Bowden, F. D. J., Gabrisch, C., and Davies, M., Simulation of Air Defence C3I using the Distributed Effectiveness (DICE) Simulation, Proc. SimTecT97, pp71-76, (1997).
Author Biographies Robert S. Seymour Robert Seymour joined DSTO in 1972 after completing a PhD in Solid State Physics at the University of New South Wales. His early career was in the area of electro-optic materials and lasers and other optical devices with major contributions to the DSTO crystal growth and characterisation facility, theory of solid state lasers and the LADS filter. More recently he conceived and has been involved in the development of the Imaging Laser Radar and has worked in modelling of surveillance systems. He is currently Head of Systems Concepts Discipline in LOD and task manager of the Land Situation Awareness Pictures task. Current interests include C4ISR systems, synthetic environments, land mine detection systems and battlefield surveillance systems, particularly imaging laser radar and unattended ground sensors.
Anne-Marie Grisogono Anne-Marie Grisogono gained her PhD in Mathematical Physics at the University of Adelaide and spent several years in Academia at various overseas institutions, Flinders University and most recently in the Optics Group at the University of Adelaide. She joined DSTO as a Senior Research Scientist in 1995 and has worked on Electro-optic system performance modelling, land mine detection and Land Situational Awareness. In early 1998 she was promoted to Principal Research Scientist and currently heads the Synthetic Environment research activities in LOD.

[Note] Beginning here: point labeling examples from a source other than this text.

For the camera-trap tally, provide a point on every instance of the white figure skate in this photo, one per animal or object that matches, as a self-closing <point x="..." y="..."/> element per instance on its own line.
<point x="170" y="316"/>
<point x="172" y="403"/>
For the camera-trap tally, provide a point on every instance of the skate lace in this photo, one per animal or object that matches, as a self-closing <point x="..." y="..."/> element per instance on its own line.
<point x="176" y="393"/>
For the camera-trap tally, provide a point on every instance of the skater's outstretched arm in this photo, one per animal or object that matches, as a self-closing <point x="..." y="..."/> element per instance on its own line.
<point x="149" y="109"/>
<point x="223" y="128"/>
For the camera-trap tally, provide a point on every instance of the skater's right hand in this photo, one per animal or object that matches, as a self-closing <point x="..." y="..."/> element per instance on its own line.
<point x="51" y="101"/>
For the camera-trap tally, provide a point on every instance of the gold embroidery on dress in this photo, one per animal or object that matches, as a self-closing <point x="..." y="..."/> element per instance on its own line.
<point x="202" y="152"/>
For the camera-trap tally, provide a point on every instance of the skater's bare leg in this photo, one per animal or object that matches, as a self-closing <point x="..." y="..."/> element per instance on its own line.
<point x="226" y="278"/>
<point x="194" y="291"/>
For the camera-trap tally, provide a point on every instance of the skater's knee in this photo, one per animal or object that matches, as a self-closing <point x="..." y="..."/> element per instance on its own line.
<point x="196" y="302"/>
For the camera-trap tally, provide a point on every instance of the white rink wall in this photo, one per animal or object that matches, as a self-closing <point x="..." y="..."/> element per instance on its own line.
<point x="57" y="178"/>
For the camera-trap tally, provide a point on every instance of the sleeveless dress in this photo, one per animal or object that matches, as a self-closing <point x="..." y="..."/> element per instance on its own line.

Jeremy Krieg Jeremy Krieg completed a Bachelor of Electrical and Electronic Engineering from the University of Adelaide in 1997, obtaining First Class Honours. During this time he also worked part-time as an Access database developer for the University of South Australia, in addition to pursuing extra studies in Physics. He joined Systems Concepts Discipline in LOD, DSTO as a Professional Officer Class 1 in January of 1998. During his brief time there he has worked on several diverse tasks including the Battlelab, Imaging Laser Radar the Land Situation Awareness (C4ISR) tasks. His prime area of work during this time has been in the technical development and planning for the Land Situation Awareness task.